Sections Extérieures de l’USN (CGSE-USN)
À
Monsieur le Ministre de l’Enseignement Supérieur, de la Recherche et de l’Innovation.

OBJET : PLATEFORME REVENDICATIVE COMMUNE DES ETUDIANTS ET STAGIAIRES NIGERIENS A L’ETRANGER.
Nous, l’ensemble des structures associatives et syndicales des étudiants et stagiaires nigériens à l’étranger, unies et solidaires au sein du Conseil Général des Sections Extérieures de l’Union des Scolaires Nigériens (CGSE/USN), plus que jamais déterminées à défendre sans recul nos intérêts moraux et matériels trop longtemps bafoués, certifions notre rupture définitive et absolue avec l’attitude complice du silence.

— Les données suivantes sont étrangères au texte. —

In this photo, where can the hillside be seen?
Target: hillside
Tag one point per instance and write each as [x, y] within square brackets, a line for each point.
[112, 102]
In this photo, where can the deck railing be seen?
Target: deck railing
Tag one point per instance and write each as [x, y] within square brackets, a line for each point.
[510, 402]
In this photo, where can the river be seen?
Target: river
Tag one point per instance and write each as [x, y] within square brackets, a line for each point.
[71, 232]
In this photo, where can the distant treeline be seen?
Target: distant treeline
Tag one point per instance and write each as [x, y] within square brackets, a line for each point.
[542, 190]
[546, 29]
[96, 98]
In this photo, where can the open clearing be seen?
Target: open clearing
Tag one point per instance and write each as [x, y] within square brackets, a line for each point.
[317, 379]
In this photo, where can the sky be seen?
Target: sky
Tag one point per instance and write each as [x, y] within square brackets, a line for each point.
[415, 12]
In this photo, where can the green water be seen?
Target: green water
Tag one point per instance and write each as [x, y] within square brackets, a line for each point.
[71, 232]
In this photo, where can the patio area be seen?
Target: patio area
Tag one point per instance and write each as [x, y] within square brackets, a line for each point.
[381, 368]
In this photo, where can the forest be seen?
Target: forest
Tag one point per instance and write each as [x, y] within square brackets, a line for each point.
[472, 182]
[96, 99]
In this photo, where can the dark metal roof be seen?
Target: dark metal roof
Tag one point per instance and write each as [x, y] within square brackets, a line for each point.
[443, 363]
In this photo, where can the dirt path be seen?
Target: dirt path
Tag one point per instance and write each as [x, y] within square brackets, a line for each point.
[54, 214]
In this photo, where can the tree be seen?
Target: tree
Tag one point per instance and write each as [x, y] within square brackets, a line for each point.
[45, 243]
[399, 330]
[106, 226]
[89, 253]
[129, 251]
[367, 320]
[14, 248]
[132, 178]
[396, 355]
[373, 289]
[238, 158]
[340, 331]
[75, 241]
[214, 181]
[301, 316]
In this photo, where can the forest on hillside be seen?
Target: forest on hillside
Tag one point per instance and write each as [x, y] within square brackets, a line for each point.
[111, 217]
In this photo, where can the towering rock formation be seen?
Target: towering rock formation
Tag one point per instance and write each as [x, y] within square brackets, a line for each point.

Nous martelons notre soutien total aux camarades étudiants de l’université de Niamey et de toutes les universités du Niger dans leurs sursauts révolutionnaires ayant pour seul but la défense honorable de leurs droits les plus légitimes. Nous regrettons la violation et la profanation de la sacralité de l’enceinte du Campus Universitaire, survenue en date du 20 juillet 2015, par les forces de l’ordre et de sécurité. C’est en effet déroutant de penser et même de voir l’appareil sécuritaire de l’état, sensé inspirer l’assurance et la quiétude du citoyen, devenir l’instrument effroyable d’une déroute totalitaire et vicieuse.

Nous réaffirmons d’une voix sèche et meurtrie par l’hostilité froide des réalités profondes de ces pays étrangers dans lesquels nous nous efforçons sans relâche d’acquérir les connaissances indispensables à la réédification et la consolidation d’une Nation Nigérienne Forte et Fière ; une voix certes sèche et meurtrie, mais ferme et résolue à se faire entendre par tous les moyens imaginables, au nom de la justice et des intérêts supérieurs de notre chère patrie.

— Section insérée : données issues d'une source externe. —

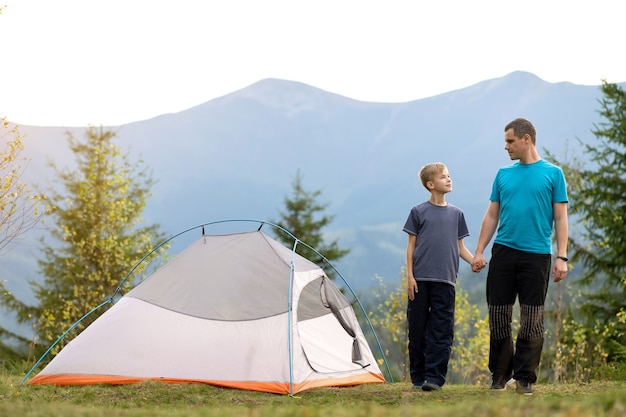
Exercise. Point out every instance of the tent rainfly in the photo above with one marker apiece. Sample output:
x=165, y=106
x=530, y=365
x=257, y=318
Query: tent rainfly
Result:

Conscients des incommensurables dangers auxquels l’inconséquence tragique des autres expose les étudiants et stagiaires nigériens à l’étranger ainsi que l’école nigérienne, et au nom du Conseil Général des Sections Extérieures de l’USN (CGSE/USN), nous formulons la plateforme revendicative commune dont la teneur suit :
Constatant le cancer institutionnel alarmant qui pulvérise progressivement la structure même de certains organes vitaux de l’appareil d’Etat, en l’occurrence l’éducation nigérienne en perte chronique de vitesse.

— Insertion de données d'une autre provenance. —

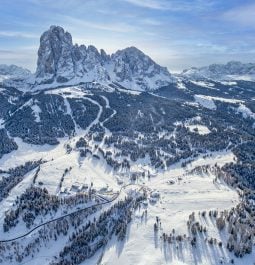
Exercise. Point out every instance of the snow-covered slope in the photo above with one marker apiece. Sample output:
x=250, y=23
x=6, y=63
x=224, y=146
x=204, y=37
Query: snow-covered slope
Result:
x=12, y=71
x=60, y=61
x=231, y=71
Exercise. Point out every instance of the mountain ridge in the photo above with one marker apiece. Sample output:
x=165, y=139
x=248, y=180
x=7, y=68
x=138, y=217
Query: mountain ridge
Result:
x=232, y=70
x=60, y=61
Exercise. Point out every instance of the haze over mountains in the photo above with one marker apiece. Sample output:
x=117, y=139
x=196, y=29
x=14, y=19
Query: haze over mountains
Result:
x=111, y=159
x=60, y=61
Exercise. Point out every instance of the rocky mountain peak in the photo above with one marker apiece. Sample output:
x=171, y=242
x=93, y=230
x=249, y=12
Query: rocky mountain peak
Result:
x=60, y=61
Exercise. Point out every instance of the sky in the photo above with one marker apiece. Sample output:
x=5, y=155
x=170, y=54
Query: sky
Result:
x=175, y=33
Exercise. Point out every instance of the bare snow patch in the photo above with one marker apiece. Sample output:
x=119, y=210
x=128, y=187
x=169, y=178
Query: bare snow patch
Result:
x=36, y=111
x=200, y=129
x=205, y=102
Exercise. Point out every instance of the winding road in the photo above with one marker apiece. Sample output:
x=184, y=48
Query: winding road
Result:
x=114, y=198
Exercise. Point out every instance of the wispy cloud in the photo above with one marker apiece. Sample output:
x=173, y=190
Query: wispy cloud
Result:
x=244, y=15
x=153, y=4
x=120, y=27
x=173, y=5
x=18, y=34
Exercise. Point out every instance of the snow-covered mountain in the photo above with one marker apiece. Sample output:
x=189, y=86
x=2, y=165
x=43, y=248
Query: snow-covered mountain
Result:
x=60, y=61
x=231, y=71
x=13, y=71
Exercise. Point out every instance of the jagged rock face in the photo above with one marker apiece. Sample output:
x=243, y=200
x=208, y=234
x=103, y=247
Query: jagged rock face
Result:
x=55, y=56
x=13, y=71
x=61, y=61
x=133, y=67
x=231, y=70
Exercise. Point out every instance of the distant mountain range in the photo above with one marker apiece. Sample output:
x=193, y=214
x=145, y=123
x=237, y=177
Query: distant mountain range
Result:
x=60, y=62
x=231, y=71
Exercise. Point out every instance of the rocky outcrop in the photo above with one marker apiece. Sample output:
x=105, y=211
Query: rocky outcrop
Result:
x=60, y=61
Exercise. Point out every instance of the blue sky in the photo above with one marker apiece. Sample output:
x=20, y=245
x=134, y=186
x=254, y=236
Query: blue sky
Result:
x=175, y=33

En vu de l’indifférence caractérisée et le silence macabre des responsables  en charge de l’éducation face aux récurrentes revendications, plus que légitimes, des étudiants et stagiaires nigériens à l’étranger qui n’ont de cesse d’assister à l’exacerbation constante de leur calvaire.
Considérant la frappante inefficience du décret N˚2013 468-PRN/MI/SP/D/A CR du 15 Novembre 2013, modifiant et complétant celui de Juillet 2006, portant réglementation des passeports de la CEDEAO (Ordinaires et de Services), ne faisant cas que prorogation des passeports et pas de leur prolongation après la date de validité. Cette décision incongrue et hautement coercitive à bien d’égards a plongé beaucoup d’étudiants nigériens à l’étranger dans une véritable situation d’irrégularité et d’illégalité.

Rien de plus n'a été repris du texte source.